Asked how she managed to create the effect of a special language, she said she took certain words from Middle English and Arabic and echoed turns of phrase and sentence structures.

The story revolves around two characters. Maddix Kell, a Middle English guard, is framed for murder. He falls in with a witch, who can save him.

"They go from bitter enemies to caring about each other," she said. The story came to her almost completely imagined in that class, she said.

She wrote the book in three months. It's 325 pages.

"It's the longest thing I've ever written and in the shortest time," she said.

Now, Keenan's jumping into authorship and doing it 21st-century style by attempting to publish on the crowdfunding website, Inkshares.

She did try to go the regular publishing route by sending the manuscript out to agents.
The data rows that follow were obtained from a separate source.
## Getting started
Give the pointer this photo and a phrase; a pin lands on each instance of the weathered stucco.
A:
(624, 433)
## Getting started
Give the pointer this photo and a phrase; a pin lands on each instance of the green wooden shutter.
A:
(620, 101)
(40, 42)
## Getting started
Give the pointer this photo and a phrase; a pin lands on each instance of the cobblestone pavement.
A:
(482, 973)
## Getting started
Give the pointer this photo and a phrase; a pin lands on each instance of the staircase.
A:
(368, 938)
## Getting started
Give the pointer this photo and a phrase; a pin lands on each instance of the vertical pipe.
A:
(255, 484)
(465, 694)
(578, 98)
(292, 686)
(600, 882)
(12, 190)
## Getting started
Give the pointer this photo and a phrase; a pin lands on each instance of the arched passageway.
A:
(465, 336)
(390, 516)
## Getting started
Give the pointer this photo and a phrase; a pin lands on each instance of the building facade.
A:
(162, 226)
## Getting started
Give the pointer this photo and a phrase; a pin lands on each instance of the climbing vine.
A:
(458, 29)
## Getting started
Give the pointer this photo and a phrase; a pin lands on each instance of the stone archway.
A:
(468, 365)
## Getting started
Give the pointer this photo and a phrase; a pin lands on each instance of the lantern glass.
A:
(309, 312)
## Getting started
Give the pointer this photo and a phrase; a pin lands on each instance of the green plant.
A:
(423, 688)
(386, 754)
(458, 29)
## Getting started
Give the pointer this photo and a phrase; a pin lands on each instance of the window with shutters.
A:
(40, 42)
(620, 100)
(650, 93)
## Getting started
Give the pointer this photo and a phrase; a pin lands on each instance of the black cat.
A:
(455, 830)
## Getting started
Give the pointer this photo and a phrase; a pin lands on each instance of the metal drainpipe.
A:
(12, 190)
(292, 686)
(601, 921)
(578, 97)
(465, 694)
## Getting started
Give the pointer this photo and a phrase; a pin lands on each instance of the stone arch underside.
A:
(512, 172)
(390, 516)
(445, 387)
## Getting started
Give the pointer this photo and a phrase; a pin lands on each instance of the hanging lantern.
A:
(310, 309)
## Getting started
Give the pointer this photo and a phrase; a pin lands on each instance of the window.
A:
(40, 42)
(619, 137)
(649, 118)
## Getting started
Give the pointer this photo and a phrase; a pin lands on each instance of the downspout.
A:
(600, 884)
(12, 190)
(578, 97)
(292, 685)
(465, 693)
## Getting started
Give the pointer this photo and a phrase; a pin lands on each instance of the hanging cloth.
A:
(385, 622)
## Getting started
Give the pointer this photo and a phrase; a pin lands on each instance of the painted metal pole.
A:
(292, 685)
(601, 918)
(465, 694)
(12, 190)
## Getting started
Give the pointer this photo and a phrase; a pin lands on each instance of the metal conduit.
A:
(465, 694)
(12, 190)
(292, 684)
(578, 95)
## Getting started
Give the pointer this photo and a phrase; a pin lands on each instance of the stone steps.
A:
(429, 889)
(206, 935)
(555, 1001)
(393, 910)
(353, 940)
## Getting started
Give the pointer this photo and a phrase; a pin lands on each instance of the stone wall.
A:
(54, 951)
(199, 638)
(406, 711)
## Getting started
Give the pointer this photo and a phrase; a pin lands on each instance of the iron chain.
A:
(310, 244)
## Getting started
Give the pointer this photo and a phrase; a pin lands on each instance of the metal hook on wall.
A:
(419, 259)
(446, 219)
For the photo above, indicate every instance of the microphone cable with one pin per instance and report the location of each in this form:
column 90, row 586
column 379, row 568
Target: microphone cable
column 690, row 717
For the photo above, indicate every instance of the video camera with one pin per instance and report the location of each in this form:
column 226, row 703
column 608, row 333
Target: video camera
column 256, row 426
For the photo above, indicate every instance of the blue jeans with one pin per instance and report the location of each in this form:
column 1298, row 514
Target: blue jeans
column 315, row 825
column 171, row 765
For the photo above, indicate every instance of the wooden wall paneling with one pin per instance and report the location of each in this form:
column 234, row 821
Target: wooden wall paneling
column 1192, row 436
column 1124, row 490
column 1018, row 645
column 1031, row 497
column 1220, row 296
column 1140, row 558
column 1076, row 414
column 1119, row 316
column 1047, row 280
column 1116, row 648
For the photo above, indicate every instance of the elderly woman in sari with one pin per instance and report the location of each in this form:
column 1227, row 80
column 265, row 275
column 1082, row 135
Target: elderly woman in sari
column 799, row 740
She collected a few rejection slips and after giving it a fair shot, she decided to look for other options.

She even thought about self-publishing, but it didn't seem practical.

"When you're self-publishing, you don't even know if you have an audience," she said. "Through this site, publication is based on reader interest, and if a book gets enough pre-orders, it is published," she said. "In a little over a week, I have reached 116 pre-orders, almost half of my light goal of 250. The full-publishing goal is 750, so I am trying to get as much exposure as possible."

She was up to 236 pre-orders a couple of weeks ago.

Keenan hopes to keep writing, but she's also planning on law school after college. Meanwhile, her teachers at East Greenwich High have seen previews of the book and given her some helpful comments, she said.